On Wed, May 15, 2019 at 1:18 PM Ryan Hurst via dev-security-policy <
dev-security-policy@lists.mozilla.org> wrote:

> > I think this bears expansion because I don't think it's been clearly
> > documented what flow you believe is currently permitted today that will
> be
> > prevented tomorrow with this change.
> To be clear, In that statement was referring to that scenario being
> allowed under the proposed change where the mail provider who is
> authoritative for a domain can get certificates for its users.
> Specifically where Wayne suggested:
> "CAs MUST NOT delegate validation of the domain name part of an email
> address to a 3rd party."
> Are you suggesting with that change mail providers cannot get certificates
> for their users without the CA validating the local party?

As Wayne noted in his existing message, there is an existing restriction
Forbidden Practices:

Delegation of email address validation is already addressed by Mozilla's
> Forbidden Practices [1] state:
> "Domain and Email validation are core requirements of the Mozilla's Root
> Store Policy and should always be incorporated into the issuing CA's
> procedures. Delegating this function to 3rd parties is not permitted."

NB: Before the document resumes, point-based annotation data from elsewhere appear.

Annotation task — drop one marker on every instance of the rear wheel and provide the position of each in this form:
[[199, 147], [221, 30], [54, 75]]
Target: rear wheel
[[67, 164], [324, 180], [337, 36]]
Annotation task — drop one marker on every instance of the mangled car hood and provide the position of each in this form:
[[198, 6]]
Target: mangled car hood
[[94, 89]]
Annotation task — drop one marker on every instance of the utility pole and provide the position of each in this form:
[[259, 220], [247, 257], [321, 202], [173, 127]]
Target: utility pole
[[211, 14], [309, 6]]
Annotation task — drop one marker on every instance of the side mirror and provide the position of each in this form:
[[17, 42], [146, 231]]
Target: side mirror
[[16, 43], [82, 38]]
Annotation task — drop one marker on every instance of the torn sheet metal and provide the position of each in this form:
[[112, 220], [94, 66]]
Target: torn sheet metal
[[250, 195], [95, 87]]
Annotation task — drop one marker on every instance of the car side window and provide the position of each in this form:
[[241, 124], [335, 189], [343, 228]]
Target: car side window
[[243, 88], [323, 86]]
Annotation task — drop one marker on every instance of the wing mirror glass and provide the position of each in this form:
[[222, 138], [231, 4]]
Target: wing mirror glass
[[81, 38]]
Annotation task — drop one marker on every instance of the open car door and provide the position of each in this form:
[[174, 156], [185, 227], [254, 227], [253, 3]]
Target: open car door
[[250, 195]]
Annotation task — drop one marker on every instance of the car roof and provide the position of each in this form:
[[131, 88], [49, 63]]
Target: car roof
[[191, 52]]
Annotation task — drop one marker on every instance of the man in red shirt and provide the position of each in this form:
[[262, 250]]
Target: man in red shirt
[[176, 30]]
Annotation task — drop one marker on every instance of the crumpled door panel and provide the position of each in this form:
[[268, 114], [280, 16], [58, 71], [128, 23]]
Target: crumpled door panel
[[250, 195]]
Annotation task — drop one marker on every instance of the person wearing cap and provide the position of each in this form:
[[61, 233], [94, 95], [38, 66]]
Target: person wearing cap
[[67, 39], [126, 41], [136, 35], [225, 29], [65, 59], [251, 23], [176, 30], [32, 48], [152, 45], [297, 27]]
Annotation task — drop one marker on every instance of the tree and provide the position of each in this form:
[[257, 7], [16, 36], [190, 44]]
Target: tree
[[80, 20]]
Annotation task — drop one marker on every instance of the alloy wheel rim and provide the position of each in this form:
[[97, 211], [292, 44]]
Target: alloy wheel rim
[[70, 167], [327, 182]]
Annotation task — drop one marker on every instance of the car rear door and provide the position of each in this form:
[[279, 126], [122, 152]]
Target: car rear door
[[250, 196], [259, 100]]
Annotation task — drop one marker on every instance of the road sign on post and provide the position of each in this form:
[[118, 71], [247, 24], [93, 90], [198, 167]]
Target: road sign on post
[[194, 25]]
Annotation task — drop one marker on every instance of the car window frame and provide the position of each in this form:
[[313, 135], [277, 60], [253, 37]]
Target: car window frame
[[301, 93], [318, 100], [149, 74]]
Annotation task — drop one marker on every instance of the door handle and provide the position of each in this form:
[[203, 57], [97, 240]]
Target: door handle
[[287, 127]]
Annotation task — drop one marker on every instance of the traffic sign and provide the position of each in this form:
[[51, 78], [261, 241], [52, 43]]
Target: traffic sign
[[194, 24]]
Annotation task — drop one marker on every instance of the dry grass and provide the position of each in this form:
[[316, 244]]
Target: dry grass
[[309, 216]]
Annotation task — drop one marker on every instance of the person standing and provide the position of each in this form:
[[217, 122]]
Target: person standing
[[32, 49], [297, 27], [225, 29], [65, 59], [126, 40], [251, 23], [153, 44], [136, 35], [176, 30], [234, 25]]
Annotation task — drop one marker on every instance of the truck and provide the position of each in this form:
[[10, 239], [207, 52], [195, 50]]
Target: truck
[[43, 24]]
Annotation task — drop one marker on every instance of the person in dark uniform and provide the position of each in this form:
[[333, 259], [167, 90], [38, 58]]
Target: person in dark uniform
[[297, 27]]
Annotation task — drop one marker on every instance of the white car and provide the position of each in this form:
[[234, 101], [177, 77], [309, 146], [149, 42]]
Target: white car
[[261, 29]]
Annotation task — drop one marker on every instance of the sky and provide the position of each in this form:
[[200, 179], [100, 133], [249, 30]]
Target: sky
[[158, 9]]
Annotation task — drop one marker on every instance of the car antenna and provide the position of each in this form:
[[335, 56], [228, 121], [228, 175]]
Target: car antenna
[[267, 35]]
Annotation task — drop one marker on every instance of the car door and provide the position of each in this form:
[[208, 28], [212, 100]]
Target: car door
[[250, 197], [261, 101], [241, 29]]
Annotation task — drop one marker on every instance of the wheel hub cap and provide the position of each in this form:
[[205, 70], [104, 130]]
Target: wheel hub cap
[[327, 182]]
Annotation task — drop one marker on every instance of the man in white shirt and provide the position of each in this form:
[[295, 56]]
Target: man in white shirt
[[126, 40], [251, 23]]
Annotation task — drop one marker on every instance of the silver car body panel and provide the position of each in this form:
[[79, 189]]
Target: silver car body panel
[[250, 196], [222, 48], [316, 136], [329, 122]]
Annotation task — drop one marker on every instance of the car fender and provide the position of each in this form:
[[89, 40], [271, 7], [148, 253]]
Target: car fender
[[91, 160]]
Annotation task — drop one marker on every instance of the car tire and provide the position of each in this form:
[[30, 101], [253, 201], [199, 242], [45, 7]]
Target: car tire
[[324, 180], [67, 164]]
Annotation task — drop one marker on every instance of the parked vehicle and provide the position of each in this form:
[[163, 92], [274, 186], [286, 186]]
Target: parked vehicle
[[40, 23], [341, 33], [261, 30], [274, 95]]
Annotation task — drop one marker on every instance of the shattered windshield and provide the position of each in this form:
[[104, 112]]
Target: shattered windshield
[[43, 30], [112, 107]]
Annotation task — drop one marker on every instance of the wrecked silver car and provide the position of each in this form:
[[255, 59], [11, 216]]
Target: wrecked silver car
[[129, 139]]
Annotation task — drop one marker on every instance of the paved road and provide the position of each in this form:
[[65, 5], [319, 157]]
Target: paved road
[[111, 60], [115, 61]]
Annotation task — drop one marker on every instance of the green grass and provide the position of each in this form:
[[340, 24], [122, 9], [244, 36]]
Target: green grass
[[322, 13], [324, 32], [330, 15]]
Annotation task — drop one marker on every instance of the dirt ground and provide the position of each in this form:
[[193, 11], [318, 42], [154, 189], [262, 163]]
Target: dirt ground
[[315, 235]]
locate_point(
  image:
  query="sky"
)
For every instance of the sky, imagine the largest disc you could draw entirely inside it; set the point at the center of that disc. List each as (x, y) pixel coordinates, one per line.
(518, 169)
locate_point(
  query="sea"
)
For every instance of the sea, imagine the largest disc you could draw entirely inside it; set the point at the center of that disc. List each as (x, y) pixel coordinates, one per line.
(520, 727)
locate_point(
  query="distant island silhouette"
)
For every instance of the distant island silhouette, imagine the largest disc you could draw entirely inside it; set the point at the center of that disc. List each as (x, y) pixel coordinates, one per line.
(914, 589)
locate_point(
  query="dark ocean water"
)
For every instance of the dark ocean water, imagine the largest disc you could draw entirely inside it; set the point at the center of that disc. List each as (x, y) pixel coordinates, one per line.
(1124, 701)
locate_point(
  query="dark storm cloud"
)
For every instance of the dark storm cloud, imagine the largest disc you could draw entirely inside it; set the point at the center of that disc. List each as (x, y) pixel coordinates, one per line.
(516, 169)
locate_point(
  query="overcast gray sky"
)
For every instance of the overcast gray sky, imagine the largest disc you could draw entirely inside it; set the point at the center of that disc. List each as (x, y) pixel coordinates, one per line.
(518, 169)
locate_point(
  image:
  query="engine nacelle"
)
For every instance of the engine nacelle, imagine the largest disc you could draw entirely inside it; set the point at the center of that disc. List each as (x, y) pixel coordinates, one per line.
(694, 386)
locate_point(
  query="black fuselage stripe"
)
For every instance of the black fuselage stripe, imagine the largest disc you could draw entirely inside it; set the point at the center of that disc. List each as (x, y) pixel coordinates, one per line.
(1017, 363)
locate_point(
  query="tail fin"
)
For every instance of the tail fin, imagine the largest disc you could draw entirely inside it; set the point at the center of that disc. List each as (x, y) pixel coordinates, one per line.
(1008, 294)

> https://wiki.mozilla.org/CA/Forbidden_or_Problematic_Practices#Delegation_of_Domain_.2F_Email_Validation_to_Third_Parties

So I'm stating that the proposed change is functionally more liberal than
the existing requirement.

I'm suggesting that, as it stands today, CAs cannot be issuing S/MIME
certificates to end users without first performing the validation of the
domain name portion themselves (new policy), and potentially the local part
as well (existing policy)

> > The level of abstraction here doesn't
> > help, because understanding the state diagram of what the SAAS is
> > requesting, and who it's requesting it of, is vital to understanding the
> > security properties.
> I put together a quick diagram to try to visually explain the flow:
> https://www.dropbox.com/s/ocfow995aluowyl/auth%20redirect%20cert%20flow.png?dl=0

Thanks. I think this is desirable to forbid, as it is insecure, and I
believe it's already forbidden, because the process of step (4) is relying
on GMAIL to act as a Delegated Third Party for the validation of the e-mail

There are a host of security issues here in the described flow. As
demonstrated, Step (6) and (7) entirely absent any validation by the CA of
the e-mail address, which should be a dead-ringer for why it's problematic.
If you replace "SAAS" with "Attacker", this should be clear and obvious.